Construct vector for observed data from out-of-core data container of type SeisCon:

judiVector(SeisCon; segy_depth_key="RecGroupElevation")

Examples

(1) Construct data vector from Geometry structure and a cell array of shot records:

dobs = judiVector(rec_geometry, shot_records)

(2) Construct data vector for a seismic wavelet (can be either cell arrays of individual
wavelets or a single wavelet as an array):

q = judiVector(src_geometry, wavelet)

(3) Construct data vector from SeisBlock object:

using SegyIO
seis_block = segy_read("test_file.segy")
dobs = judiVector(seis_block; segy_depth_key="RecGroupElevation")

(4) Construct out-of-core data vector from SeisCon object (for large SEG-Y files):

using SegyIO
seis_container = segy_scan("/path/to/data/directory","filenames",["GroupX","GroupY","RecGroupElevation","SourceDepth","dt"])
dobs = judiVector(seis_container; segy_depth_key="RecGroupElevation")
source

Access fields (in-core data containers):

# Access i-th shot record
x.data[i]

# Extract judiVector for i-th shot
x1 = x[i]

# Access j-th receiver location of i-th shot
x.geometry.xloc[i][j]

Access fields (out-of-core data containers):

# Access data container of i-th shot
x.data[i]

# Read data from i-th shot into memory
x.data[i][1].data

# Access out-of-core geometry
x.geometry

# Load OOC geometry into memory
Geometry(x.geometry)

Operations:

In-core judiVectors can be used like regular Julia arrays and support common operations such as:

x = judiVector(geometry, data)

# Size (as if all data was vectorized)
size(x)

# Norms
norm(x)

# Inner product
dot(x, x)

# Addition, subtraction (geometries must match)
y = x + x
z = x - y

# Scaling
α = 2f0
y = x * α

# Concatenate
y = vcat(x, x)

judiWavefield

Abstract vector class for wavefields.

Construction:

JUDI.judiWavefieldType

judiWavefield nsrc::Integer dt::AbstractFloat data

Abstract vector for seismic wavefields.

Constructors

Construct wavefield vector from an info structure, a cell array of wavefields and the computational
time step dt:

judiWavefield(nsrc, dt, data)
source

Access fields:

# Access wavefield from i-th shot location
u.data[i]

Operations:

Supports some basic arithmetric operations:

# Size 
size(u)

# Norms
norm(u)

# Inner product 
dot(u, y)

# Addition, subtraction
v = u + u
z = u - v

# Absolute value
abs(u)

# Concatenation
v = vcat(u, u)

judiRHS

Abstract vector class for a right-hand-side (RHS).
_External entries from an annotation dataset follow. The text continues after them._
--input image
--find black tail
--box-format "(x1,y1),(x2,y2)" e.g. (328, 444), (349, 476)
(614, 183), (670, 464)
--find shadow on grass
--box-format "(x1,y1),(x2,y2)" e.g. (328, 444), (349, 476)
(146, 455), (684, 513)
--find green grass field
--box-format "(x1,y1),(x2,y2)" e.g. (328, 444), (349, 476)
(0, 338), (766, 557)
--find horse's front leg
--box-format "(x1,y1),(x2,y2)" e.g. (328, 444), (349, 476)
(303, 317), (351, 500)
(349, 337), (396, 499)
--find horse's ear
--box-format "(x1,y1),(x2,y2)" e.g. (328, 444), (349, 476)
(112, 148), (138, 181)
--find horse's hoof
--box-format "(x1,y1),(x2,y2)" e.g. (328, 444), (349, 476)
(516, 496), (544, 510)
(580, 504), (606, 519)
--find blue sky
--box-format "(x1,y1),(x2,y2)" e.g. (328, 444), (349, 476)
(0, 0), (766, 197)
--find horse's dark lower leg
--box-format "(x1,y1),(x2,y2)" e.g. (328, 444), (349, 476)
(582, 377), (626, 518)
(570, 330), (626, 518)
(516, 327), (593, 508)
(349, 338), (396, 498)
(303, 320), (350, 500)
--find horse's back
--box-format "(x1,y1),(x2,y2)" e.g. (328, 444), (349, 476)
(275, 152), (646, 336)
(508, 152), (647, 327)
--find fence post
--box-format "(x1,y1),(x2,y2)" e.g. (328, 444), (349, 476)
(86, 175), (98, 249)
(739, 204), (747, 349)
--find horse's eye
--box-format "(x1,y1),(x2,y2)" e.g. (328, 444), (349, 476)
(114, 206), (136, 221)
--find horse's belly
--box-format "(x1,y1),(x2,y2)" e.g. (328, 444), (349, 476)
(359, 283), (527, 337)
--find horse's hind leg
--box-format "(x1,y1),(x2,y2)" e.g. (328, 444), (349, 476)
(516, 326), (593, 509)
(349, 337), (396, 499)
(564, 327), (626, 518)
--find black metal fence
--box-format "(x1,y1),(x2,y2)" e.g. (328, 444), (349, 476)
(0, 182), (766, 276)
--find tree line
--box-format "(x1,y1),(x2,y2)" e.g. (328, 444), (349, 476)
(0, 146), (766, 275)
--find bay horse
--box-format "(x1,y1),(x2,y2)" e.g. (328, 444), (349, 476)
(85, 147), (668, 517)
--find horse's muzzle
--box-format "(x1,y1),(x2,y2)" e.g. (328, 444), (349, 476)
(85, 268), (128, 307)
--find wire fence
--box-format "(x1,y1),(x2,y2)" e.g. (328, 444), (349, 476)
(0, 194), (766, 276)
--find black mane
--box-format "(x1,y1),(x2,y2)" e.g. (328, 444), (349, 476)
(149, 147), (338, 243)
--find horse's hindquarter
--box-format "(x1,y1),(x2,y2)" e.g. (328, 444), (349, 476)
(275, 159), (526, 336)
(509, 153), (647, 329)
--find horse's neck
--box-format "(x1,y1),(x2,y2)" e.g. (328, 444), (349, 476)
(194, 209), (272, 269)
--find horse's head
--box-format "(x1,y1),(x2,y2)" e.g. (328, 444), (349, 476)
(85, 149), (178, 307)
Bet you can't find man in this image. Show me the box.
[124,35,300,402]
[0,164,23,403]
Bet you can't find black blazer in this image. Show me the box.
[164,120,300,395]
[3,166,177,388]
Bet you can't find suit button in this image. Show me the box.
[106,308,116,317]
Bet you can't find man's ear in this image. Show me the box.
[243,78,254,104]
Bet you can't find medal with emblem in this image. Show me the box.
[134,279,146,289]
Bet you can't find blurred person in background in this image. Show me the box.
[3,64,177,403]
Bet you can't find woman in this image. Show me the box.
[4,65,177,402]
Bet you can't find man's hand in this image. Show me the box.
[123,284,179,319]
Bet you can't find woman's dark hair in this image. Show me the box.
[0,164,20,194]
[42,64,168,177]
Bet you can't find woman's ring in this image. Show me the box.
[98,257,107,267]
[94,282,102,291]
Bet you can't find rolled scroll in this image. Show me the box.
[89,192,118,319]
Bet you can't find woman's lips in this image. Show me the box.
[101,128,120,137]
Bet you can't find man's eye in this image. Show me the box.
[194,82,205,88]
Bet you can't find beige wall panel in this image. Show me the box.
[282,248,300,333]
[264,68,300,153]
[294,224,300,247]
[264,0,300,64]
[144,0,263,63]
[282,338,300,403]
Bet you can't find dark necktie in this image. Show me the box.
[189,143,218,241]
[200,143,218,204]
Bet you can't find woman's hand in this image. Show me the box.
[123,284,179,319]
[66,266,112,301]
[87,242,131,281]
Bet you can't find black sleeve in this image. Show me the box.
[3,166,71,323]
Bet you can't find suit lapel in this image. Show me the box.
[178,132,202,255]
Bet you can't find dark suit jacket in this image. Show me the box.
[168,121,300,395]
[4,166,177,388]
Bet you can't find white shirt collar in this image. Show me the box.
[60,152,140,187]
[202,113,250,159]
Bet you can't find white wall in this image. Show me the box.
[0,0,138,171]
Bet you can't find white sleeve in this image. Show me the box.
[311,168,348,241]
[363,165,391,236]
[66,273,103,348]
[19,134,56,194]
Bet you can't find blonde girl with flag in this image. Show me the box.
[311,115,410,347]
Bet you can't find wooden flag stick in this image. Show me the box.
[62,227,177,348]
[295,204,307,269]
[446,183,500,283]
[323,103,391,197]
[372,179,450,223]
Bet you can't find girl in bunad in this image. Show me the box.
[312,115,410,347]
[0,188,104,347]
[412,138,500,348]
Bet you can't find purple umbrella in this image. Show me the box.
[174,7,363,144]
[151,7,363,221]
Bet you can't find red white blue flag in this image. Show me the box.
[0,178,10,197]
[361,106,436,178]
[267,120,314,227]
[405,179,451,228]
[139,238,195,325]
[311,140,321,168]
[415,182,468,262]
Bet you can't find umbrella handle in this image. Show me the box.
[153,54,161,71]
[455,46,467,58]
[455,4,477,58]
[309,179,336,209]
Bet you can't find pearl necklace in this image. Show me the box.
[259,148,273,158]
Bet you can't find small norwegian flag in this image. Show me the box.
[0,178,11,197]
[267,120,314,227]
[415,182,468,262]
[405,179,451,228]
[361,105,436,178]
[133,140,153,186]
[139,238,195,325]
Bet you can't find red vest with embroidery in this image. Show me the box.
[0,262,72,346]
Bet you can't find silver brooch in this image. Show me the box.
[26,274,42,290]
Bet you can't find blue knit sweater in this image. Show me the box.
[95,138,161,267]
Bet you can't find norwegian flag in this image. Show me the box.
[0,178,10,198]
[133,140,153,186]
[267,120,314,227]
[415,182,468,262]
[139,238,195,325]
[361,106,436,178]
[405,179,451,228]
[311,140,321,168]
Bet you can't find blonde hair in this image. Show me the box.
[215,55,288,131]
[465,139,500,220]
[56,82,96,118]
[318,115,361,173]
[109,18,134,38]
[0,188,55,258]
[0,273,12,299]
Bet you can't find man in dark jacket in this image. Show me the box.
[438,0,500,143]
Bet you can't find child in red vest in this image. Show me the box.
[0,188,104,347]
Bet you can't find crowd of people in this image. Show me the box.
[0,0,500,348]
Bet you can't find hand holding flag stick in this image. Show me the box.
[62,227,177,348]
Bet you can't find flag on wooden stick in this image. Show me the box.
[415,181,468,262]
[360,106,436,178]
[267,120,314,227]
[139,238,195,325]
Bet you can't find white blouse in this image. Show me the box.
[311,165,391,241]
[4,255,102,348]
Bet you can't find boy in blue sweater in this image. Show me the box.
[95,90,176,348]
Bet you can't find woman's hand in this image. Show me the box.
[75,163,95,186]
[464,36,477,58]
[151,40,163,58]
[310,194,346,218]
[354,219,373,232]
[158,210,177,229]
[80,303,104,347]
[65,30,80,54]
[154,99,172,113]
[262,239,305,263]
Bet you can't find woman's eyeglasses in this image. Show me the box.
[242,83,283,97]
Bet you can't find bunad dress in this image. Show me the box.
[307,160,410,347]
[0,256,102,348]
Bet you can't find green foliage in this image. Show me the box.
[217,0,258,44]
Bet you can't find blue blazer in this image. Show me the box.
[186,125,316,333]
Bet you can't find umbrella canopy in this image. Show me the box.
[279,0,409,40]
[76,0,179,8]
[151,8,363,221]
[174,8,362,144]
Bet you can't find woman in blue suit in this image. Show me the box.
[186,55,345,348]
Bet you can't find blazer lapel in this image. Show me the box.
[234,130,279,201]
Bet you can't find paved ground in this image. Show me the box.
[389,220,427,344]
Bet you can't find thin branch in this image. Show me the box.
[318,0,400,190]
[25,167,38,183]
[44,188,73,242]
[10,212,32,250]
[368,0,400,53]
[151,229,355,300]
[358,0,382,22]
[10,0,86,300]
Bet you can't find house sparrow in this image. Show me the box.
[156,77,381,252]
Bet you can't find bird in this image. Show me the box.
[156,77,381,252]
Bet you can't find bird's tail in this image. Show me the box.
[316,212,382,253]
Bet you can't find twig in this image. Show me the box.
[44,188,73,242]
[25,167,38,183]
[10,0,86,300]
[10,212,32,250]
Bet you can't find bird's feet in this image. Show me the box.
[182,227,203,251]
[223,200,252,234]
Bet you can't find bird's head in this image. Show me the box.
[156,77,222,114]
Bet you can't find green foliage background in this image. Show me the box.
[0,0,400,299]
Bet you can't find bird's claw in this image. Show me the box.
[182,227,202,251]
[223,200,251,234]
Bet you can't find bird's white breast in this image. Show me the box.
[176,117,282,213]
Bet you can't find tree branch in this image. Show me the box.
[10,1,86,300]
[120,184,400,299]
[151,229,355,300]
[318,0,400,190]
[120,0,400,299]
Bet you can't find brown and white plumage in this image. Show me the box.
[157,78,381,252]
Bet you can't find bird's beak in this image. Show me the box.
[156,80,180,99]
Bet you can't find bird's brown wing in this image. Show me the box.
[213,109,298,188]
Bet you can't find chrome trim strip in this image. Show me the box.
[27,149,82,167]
A RHS has the size of a full wavefield, but only contains the data of the source wavelet of shot records in memory, as well as the geometry information of where the data is injected during modeling.

Construction:

rhs = judiRHS(geometry, data)

A JUDI RHS can also be constructed by multplying a judiVector and the corresponding transpose of a judiProjection operator:

rhs1 = Ps'*q
rhs2 = Pr'*d_obs

where Ps and Pr are judiProjection operators for sources and receivers respectively and q and d_obs are judiVectors with the source and receiver data.

Access fields:

Accessible fields include:

# Source/receiver data
rhs.data

# Source/receiver geometry
rhs.geometry

# Info structure
rhs.info

judiWeights

Abstract vector class for extended source weights. The weights for each shot location have the dimensions of the model (namely model.n).

Construction:

JUDI.judiWeightsMethod
judiWeights
    nsrc
    weights

Abstract vector for weighting an extended source, which is injected at every grid point, as weighted by this vector. Constructors ============ Construct vector cell array of weights. The weights keyword
can also be a single (non-cell) array, in which case the weights are the same for all source positions: judiWeights(weights; nsrc=1)

source

Parameters:

  • weights: Cell array with one cell per shot location. Each cell contains a 2D/3D Julia array with the weights for the spatially extended source. Alternatively: pass a single Julia array which will be used for all source locations.

Access fields:

# Access weights of i-th shot locatoin
w.weights[i]

Operations:

Supports the same arithmetric operations as a judiVector.